Six local mayors share vision for regional governance

Whether Waterloo Region should amalgamate has been a lingering question for a long time and now it’s back to the forefront.

The province’s Standing Committee on Heritage, Infrastructure and Cultural Policy held a public hearing on Regional Governance in downtown Kitchener Thursday. All but one of the mayors agree on a vision for the future of Waterloo Region: A reformed version of the current two-tier government structure.

Waterloo Mayor Dorothy McCabe was the only one not in attendance.

Mayor of Kitchener Berry Vrbanovic, Cambridge Jan Liggett, Wellesley Joe Nowak, Wilmot Natasha Salonen, North Dumfries Sue Foxton and Woolwich Sandy Shantz agree (along with their councils) that planning authorities need to shift to the municipalites, so that developers have just one order of government to approach if they’re looking to invest in a specific community.

In an interview following the meeting, Vrbanovic said that developers have been pleased with their dealings with Kitchener and other municipalites.
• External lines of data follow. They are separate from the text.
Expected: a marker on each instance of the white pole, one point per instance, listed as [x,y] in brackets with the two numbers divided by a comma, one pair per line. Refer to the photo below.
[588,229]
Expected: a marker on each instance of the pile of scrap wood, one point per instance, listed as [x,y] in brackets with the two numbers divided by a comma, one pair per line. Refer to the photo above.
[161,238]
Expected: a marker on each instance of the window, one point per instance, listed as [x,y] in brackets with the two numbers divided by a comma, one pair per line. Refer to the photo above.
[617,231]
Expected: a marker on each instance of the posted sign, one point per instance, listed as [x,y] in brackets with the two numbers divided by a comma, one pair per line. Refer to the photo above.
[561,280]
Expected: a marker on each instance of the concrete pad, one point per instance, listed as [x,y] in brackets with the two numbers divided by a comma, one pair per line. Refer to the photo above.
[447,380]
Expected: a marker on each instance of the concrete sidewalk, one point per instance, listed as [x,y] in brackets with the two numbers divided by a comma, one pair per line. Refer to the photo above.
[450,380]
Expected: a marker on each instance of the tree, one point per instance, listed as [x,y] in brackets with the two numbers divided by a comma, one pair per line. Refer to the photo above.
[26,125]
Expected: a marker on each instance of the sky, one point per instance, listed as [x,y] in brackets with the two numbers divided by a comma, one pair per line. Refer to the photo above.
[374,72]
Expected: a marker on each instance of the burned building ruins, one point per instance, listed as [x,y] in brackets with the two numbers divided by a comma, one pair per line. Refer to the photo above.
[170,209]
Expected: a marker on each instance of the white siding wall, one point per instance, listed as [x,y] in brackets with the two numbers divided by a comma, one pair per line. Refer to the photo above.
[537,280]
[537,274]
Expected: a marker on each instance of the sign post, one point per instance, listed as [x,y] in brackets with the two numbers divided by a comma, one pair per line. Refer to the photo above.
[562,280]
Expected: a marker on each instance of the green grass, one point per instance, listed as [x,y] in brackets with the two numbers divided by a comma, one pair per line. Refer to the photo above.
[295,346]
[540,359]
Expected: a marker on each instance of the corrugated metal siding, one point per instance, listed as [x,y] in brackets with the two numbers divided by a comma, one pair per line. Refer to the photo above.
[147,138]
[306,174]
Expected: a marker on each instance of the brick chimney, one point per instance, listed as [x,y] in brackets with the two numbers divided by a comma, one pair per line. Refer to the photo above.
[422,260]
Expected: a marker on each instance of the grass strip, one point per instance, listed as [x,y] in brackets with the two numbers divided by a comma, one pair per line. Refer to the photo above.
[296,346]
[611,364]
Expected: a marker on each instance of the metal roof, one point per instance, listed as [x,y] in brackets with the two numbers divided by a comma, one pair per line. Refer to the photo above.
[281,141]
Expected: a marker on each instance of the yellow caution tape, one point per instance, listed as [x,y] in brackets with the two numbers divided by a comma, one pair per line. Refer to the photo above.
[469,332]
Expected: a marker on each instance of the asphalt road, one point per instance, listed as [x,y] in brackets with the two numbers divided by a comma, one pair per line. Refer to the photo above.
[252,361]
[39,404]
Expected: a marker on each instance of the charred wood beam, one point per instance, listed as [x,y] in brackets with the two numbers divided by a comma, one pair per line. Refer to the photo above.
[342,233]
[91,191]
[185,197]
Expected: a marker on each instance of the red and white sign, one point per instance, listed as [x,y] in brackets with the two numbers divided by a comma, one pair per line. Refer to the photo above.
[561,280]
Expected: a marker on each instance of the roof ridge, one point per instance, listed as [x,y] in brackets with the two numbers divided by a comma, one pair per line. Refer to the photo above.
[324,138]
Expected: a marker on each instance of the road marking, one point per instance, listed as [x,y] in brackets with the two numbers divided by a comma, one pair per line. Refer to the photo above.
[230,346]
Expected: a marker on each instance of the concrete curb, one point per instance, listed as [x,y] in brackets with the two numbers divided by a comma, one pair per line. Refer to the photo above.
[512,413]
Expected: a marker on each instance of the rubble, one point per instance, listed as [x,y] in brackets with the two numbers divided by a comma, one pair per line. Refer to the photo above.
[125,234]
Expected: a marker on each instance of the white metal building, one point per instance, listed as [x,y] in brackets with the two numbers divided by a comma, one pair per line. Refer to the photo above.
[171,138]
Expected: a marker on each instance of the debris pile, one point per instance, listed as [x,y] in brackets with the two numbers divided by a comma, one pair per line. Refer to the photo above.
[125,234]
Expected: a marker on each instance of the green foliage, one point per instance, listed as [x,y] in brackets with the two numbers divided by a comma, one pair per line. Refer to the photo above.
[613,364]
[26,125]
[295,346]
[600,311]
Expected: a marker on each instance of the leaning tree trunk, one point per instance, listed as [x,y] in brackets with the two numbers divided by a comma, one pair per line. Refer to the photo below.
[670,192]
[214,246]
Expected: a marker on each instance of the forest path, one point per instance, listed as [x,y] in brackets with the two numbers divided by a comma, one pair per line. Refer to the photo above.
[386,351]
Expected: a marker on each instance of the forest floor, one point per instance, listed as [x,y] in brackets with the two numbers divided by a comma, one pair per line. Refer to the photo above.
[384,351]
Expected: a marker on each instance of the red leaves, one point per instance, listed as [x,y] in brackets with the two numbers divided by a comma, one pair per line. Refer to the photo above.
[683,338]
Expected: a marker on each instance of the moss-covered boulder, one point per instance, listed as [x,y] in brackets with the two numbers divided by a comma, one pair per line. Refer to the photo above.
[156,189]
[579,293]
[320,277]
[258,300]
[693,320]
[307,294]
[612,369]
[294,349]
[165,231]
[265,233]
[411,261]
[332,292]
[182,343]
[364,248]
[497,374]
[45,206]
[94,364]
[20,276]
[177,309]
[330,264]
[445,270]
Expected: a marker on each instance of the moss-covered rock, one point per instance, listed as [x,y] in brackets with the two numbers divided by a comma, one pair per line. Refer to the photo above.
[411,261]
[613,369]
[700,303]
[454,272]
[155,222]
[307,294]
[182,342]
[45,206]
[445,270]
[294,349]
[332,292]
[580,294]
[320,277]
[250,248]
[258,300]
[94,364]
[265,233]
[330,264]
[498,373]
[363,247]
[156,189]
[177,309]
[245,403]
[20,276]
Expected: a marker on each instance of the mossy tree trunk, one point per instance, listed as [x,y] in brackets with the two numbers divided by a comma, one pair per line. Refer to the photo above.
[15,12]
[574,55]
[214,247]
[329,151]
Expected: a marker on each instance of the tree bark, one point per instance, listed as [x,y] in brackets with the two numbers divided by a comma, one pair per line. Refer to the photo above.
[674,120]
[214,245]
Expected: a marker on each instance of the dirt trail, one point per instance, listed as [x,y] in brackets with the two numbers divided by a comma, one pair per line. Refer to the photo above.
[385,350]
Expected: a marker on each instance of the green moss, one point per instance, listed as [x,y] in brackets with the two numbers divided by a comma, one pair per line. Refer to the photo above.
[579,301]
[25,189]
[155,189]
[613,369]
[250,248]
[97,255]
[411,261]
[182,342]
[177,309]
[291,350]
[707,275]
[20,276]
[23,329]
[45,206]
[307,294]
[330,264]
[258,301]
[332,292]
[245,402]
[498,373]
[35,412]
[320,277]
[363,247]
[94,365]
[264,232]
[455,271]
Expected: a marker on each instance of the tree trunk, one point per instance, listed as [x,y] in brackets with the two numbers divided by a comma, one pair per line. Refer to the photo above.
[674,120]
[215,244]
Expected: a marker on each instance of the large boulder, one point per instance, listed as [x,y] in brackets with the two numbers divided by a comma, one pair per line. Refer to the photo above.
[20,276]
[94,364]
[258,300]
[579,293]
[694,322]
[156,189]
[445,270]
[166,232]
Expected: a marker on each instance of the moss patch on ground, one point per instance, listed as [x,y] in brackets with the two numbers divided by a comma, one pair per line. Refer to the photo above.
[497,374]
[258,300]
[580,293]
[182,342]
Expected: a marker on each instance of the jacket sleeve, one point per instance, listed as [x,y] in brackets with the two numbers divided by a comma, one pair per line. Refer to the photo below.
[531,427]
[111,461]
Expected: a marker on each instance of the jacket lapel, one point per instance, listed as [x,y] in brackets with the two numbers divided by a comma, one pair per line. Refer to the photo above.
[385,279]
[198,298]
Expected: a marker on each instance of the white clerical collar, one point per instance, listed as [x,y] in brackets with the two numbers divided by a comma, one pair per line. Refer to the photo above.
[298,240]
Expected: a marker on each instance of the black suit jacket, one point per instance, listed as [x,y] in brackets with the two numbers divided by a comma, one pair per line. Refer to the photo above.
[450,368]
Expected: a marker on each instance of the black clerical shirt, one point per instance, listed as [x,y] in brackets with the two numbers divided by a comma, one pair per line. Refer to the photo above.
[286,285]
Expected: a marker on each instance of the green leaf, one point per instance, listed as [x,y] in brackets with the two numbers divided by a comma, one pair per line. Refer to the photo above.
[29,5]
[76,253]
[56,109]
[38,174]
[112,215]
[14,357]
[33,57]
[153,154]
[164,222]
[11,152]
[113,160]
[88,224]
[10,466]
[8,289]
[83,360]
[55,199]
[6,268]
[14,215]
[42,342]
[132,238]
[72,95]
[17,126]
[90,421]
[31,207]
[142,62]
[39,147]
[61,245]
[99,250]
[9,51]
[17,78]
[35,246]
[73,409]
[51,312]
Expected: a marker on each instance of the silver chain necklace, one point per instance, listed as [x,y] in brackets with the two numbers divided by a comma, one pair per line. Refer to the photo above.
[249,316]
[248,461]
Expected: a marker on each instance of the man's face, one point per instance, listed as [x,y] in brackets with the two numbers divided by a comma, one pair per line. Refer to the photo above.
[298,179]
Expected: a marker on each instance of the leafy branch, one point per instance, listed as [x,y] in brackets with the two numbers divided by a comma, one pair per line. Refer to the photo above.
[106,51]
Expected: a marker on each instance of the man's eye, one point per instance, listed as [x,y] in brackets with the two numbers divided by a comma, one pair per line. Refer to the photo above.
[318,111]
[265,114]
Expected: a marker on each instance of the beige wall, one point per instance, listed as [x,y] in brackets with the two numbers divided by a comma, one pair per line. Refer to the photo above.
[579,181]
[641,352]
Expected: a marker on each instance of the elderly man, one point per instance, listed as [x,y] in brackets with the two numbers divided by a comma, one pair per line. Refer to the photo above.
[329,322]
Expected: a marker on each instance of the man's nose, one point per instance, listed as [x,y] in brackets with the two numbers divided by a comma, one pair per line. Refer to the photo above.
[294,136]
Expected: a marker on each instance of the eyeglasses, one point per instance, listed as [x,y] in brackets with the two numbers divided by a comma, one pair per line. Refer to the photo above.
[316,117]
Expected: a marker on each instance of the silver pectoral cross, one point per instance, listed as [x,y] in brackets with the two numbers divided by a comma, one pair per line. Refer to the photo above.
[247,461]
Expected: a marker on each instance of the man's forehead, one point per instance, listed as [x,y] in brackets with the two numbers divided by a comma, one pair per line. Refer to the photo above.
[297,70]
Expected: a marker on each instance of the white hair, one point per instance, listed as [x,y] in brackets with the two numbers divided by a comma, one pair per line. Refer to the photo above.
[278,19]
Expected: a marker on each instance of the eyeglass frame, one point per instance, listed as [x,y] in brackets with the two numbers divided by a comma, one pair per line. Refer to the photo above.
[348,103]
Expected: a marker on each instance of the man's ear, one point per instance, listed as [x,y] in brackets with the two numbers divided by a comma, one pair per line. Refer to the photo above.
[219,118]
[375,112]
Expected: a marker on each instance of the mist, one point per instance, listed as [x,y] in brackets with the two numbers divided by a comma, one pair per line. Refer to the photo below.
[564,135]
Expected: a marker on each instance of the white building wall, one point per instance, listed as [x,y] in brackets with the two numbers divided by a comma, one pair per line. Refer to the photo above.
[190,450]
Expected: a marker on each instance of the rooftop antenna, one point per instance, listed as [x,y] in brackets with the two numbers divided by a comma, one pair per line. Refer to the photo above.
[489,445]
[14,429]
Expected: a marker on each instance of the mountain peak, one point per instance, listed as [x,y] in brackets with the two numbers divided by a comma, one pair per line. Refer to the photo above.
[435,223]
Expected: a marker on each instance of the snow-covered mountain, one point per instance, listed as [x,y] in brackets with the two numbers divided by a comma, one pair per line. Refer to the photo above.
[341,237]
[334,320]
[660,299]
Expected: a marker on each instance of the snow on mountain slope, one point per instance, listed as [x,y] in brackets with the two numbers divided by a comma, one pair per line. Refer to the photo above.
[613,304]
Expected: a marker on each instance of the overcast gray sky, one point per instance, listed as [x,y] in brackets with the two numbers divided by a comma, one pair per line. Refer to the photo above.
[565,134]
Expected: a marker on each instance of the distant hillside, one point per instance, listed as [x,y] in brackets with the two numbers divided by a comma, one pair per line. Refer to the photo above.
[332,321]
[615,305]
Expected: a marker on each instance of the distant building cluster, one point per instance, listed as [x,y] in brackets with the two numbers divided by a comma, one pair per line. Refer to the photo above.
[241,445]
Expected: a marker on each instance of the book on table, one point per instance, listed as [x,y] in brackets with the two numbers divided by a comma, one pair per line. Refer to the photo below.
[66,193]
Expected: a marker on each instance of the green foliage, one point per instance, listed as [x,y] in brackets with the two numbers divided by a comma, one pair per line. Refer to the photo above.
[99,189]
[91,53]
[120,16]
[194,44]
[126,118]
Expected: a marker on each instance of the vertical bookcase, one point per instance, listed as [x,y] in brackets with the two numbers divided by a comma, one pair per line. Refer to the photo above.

He said everyone he’s talked to would like municipalities to get more authority in areas like transportation, bylaw enforcement, culture and recreation, and library services.

As for why Mayor McCabe was not standing with other local mayors, Vrbanovic said she decided not continue in the dialogue on a shared view for regional governance.

However, McCabe told CityNews that’s not why she was absent.

“I was not invited. I was not informed,” said McCabe. “I have raised questions about the financial viability of the approach they are asking for. In the discussions I have had with them, it sounds like they are assuming that monies that go into the region, would simply go to the individual municipalites and there’s certainly no confirmation that’s how it would work.”

McCabe also stated that she is an advocate for amalgamation, the opposite of what the other six mayors are proposing.

Vrbanovic is not interested in a one-tier government.

“Bigger isn’t necessarily better,” said Vrbanovic to CityNews 570 in an interview. “When we look at some of the amalgamations that have happened across the province previously, we haven’t seen the cost-saving that was talked about.”

Vrbanovic added that staying with a familiar framework is crucial during a housing crisis.

“To create the kind of disarray that would come either from eliminating the region or trying to force an amalgamation and the years of work that would be necessary to put that into place, that would be time and energy that would be going away from building homes and that’s not what we can afford to do right now.”